We finally made our way to the “unofficial” afterparty at the W Hotel’s Wahm lounge, passing dark Oriental rooms defined by elaborately perforated screens, through which mingled shisha smoke and an excellent mix of chilled funk, electronica, and a few remixed Arabic classics. By that time, our intimate group was populated mostly by Mathaf staff members and visitors from the UAE. Art Dubai’s Antonia Carver chatted with Jack Persekian in a dark corner. The Gulf crowd is tight, and Carver, who came to organize the Global Art Forum with the Qataris, paid her respects: “They have a very professional and thorough approach; it is not just about budget—although that doesn’t hurt.” Before long her colleague Farah Atoui and artist Abbas Akhavan were engaged in an impassioned discussion about the foibles of the protest against Persekian’s dismissal from the Sharjah Biennial. By the time we left the hours were long past wee, but there seemed to be no end in sight.

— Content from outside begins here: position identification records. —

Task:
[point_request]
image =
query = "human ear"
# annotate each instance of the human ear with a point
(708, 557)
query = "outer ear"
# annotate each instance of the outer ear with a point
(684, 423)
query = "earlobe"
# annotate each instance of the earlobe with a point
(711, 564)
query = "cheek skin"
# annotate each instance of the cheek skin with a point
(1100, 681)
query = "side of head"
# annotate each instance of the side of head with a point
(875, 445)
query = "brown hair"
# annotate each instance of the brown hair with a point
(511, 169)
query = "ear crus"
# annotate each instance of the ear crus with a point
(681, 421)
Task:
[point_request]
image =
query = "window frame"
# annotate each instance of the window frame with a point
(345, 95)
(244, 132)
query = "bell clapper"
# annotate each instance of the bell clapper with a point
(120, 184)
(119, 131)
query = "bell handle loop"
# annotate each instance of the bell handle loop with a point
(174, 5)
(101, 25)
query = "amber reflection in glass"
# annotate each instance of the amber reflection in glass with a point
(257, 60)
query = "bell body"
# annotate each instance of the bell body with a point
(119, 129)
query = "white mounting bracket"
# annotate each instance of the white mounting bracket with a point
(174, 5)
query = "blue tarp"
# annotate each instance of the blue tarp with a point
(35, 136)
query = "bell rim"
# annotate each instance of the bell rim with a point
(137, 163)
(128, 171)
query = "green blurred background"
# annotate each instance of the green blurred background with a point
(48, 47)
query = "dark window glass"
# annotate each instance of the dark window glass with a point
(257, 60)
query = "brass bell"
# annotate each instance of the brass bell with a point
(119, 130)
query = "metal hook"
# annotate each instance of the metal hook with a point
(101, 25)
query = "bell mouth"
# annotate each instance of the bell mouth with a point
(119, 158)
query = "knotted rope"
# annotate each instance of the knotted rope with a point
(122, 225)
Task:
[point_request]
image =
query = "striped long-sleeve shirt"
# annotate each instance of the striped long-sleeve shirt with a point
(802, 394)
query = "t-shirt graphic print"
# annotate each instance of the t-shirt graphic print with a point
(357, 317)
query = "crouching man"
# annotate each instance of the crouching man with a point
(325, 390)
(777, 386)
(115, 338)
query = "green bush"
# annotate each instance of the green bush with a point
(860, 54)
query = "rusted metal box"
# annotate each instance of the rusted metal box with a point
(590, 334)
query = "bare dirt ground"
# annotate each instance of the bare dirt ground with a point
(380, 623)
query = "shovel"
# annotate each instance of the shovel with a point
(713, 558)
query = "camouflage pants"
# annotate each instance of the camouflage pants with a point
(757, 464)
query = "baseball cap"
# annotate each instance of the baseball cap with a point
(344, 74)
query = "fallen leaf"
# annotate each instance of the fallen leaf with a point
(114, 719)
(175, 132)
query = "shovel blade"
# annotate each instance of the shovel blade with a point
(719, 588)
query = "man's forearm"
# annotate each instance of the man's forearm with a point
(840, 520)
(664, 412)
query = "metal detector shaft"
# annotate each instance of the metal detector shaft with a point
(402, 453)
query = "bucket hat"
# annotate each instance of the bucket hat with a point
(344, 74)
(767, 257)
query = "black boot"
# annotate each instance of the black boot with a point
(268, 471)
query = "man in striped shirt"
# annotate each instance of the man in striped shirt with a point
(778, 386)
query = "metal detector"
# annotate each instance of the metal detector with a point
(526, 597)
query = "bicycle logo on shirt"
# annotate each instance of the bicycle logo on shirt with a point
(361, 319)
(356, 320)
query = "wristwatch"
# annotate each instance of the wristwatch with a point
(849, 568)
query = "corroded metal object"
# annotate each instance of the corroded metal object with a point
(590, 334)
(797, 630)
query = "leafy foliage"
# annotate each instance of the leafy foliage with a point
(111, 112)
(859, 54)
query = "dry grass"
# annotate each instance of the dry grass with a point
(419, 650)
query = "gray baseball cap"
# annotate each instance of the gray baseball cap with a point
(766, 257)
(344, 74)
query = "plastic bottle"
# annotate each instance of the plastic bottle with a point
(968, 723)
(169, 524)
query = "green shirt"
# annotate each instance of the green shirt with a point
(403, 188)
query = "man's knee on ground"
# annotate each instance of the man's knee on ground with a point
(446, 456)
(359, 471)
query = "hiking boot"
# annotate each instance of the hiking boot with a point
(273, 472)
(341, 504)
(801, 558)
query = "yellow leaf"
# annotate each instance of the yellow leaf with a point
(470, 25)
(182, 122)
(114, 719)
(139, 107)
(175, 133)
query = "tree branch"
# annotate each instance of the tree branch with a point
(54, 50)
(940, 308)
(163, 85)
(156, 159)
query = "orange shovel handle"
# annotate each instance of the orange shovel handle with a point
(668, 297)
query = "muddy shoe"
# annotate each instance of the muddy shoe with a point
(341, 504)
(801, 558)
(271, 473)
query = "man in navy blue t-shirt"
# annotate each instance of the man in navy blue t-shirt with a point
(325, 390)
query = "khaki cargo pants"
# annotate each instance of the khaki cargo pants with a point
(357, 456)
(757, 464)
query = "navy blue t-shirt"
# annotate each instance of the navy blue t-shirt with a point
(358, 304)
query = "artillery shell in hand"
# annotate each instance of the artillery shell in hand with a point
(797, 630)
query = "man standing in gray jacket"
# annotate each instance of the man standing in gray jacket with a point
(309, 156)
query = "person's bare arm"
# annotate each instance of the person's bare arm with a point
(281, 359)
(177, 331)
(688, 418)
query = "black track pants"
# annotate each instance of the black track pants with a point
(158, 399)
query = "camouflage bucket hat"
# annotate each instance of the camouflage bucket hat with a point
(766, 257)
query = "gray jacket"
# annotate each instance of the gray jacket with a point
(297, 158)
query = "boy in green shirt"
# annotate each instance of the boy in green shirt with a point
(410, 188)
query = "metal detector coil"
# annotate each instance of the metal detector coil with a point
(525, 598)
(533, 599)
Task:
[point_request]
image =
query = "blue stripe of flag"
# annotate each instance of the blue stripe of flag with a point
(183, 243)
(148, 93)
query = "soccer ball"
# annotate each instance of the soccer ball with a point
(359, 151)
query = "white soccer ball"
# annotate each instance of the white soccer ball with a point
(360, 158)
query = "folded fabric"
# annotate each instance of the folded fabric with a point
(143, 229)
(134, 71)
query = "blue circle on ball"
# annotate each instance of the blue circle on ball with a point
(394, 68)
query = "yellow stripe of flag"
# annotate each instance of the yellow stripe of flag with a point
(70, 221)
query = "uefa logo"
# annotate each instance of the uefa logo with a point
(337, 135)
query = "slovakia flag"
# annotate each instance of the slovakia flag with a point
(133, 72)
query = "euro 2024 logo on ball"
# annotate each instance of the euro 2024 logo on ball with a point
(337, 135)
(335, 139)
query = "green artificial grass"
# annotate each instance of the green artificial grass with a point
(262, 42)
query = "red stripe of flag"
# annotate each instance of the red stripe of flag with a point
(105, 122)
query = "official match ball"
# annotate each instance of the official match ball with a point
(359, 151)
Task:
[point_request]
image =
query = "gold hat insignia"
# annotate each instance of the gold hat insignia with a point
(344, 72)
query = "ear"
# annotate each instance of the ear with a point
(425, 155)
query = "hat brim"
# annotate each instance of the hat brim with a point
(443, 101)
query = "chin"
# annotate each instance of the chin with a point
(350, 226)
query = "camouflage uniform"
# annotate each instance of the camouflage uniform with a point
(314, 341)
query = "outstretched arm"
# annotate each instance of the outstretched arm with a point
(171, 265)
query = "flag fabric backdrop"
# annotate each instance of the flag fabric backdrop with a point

The next day brought the much-anticipated “Black Ceremony,” where 8,300 rounds of explosives would form smoky compositions in the desert. While VIPs filed into a white viewing tent near the museum, our entourage of mostly journalists moved on to the front line, where a carpeted stage was set up with black, thronelike chairs for the royal family, which remained empty. Sheikha Al Mayassa showed up with her husband and children, and hung out with Roger Mandle, chief officer for museums at the Qatar Museums Authority, and a few other dignitaries on the stage, which was soon invaded by TV cameras and general confusion, despite weak appeals for order over the loudspeaker. It truly felt like we were in a quaint fairy-tale Bedouin kingdom from a mythological time. A military platoon sporting purple camouflage had been mobilized for the occasion, as well as a few imported Chinese specialists, which seemed right since they invented the stuff. Everyone got earplugs, and when the rounds began to fire—what looked like a flock of birds in triangular formation, black and yellow gyrating smoke rings, a giant red-hot fireball that was felt as much as seen, a wondrous multicolor rainbow—I was quite happy to see, but not hear, the show.